CLI¶

The bayesian-agent command provides trace ingestion, result summarization, and incremental repair utilities.

Install the CLI¶

python -m pip install -e .
bayesian-agent --help

`evolve`¶

Update a Bayesian Skill registry from one or more results JSON files.

bayesian-agent evolve \
  --results artifacts/ga_deepseek_baseline/sop_results.json \
  --results artifacts/ga_deepseek_baseline/lifelong_results.json \
  --registry temp/beliefs.json \
  --algorithm categorical_bayes \
  --context-out temp/skill_context.md

Arguments:

Argument	Required	Description
`--results`	yes	Path to a result JSON file. Can be repeated.
`--registry`	yes	Output registry JSON path.
`--algorithm`	no	Belief backend. Defaults to `categorical_bayes`; `naive_bayes` is accepted as a legacy alias, and `beta_bernoulli` enables the global success-rate baseline.
`--context-out`	no	Optional Markdown path for rendered Skill context.

`repair-plan`¶

List failed task ids for incremental repair.

bayesian-agent repair-plan \
  --baseline artifacts/ga_deepseek_baseline/sop_results.json \
  --out temp/failed_tasks.json

Output shape:

{
  "sop_bench": ["sop_12", "sop_13"]
}

`summarize`¶

Summarize accuracy and token usage for a result file.

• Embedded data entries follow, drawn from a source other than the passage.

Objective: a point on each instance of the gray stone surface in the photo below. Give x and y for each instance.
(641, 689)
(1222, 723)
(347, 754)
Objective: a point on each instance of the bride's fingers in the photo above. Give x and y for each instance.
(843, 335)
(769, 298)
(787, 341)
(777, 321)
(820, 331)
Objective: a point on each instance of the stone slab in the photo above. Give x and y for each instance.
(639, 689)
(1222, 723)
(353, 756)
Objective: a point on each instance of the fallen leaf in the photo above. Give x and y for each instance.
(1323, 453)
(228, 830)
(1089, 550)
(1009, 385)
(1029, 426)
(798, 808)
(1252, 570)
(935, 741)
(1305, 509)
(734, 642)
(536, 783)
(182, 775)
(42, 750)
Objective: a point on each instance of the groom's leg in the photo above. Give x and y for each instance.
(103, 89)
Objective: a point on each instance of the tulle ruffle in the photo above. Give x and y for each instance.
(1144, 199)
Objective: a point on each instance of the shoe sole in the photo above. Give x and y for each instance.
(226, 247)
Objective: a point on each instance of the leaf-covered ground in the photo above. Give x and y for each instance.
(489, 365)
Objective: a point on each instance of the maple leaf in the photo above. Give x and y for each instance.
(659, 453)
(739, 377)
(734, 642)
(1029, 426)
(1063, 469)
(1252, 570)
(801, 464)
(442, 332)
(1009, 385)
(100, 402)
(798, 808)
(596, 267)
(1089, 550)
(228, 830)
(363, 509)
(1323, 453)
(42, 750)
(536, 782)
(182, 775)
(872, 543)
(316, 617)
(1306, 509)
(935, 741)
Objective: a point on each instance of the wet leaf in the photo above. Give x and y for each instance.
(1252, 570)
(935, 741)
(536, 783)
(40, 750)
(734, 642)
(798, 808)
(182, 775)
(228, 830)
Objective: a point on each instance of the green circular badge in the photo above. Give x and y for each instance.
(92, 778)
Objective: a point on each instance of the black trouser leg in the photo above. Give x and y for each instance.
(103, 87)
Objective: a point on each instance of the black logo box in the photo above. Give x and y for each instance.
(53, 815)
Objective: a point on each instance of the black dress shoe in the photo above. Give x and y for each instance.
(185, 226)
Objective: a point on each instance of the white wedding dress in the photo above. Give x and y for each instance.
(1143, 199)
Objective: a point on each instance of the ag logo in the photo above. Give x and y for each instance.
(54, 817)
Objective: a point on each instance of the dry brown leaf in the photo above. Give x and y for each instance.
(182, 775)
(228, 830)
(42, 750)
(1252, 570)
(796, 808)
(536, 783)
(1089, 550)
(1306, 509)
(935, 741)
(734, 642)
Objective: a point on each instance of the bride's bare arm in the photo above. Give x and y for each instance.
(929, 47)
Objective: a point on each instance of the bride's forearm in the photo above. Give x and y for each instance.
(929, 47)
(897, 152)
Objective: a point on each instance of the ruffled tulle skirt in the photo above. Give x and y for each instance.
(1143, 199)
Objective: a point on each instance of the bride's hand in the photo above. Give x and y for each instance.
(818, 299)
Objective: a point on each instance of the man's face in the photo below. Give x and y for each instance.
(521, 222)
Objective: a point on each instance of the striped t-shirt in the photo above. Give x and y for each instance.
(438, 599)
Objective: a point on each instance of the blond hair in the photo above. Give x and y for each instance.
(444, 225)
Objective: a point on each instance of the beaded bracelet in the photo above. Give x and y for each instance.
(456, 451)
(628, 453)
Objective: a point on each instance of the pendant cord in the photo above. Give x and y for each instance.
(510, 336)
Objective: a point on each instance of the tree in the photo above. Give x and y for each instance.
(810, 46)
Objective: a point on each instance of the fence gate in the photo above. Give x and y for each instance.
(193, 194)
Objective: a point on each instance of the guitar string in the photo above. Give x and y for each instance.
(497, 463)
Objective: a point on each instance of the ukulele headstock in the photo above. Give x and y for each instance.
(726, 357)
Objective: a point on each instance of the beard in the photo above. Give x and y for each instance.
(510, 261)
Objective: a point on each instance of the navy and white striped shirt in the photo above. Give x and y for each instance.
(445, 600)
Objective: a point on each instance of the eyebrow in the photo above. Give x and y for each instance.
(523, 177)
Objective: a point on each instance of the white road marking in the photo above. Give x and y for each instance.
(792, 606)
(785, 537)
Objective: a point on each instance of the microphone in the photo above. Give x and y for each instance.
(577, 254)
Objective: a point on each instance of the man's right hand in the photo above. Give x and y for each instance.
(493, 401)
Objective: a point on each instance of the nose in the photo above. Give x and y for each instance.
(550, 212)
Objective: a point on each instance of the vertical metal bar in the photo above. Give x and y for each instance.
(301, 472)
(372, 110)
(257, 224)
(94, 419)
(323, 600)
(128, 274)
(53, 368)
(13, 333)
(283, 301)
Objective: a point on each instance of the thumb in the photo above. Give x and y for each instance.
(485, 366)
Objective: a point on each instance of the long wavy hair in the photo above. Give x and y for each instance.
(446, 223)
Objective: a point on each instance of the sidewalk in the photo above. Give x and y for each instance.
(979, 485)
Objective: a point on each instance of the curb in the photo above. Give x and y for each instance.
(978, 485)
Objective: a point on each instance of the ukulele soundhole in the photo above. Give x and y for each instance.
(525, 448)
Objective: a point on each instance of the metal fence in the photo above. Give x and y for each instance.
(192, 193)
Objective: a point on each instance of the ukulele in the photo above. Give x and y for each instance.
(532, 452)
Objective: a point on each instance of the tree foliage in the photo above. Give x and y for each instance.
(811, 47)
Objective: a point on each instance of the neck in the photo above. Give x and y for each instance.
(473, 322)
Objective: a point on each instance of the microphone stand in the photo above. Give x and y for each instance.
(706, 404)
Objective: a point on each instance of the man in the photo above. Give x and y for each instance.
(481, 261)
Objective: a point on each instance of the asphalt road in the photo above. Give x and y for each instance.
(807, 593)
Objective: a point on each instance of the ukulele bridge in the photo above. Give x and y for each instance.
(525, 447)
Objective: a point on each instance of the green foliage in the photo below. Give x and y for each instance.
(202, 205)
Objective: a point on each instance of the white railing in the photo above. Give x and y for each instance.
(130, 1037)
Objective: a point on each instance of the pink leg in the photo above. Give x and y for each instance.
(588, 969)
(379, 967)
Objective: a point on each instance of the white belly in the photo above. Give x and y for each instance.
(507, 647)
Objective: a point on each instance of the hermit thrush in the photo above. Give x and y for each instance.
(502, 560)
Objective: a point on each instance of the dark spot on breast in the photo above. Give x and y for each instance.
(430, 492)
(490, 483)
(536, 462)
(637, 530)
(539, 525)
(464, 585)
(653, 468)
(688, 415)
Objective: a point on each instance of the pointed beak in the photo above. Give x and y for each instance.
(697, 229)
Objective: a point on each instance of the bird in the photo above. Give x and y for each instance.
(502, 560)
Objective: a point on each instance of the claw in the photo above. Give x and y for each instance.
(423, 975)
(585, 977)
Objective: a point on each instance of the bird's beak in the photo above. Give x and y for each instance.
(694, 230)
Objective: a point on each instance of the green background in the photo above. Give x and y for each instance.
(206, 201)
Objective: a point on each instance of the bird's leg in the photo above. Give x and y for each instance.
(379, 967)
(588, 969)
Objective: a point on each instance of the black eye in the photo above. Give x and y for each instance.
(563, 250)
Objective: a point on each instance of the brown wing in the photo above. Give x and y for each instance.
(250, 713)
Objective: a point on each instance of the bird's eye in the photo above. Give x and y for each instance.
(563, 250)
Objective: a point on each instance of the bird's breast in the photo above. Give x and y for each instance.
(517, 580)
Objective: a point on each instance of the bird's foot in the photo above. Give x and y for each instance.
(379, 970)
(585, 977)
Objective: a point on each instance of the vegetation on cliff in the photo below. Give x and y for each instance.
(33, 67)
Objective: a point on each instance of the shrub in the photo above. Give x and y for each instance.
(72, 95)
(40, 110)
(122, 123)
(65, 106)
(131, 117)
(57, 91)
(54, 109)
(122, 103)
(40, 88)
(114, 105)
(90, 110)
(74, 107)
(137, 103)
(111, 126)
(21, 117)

bayesian-agent summarize \
  --results artifacts/bayesian_full/results.json \
  --out temp/summary.json

`incremental-summary`¶

Summarize the lift from a baseline run plus repair traces.

bayesian-agent incremental-summary \
  --baseline artifacts/ga_deepseek_baseline/sop_results.json \
  --repairs artifacts/bayesian_incremental/results.json \
  --out temp/incremental_summary.json

This command is useful for measuring the additional inference cost required to repair failed tasks.

`replay-skill-artifacts`¶

Rebuild per-task Skill evolution artifacts from an existing results.json without rerunning the model.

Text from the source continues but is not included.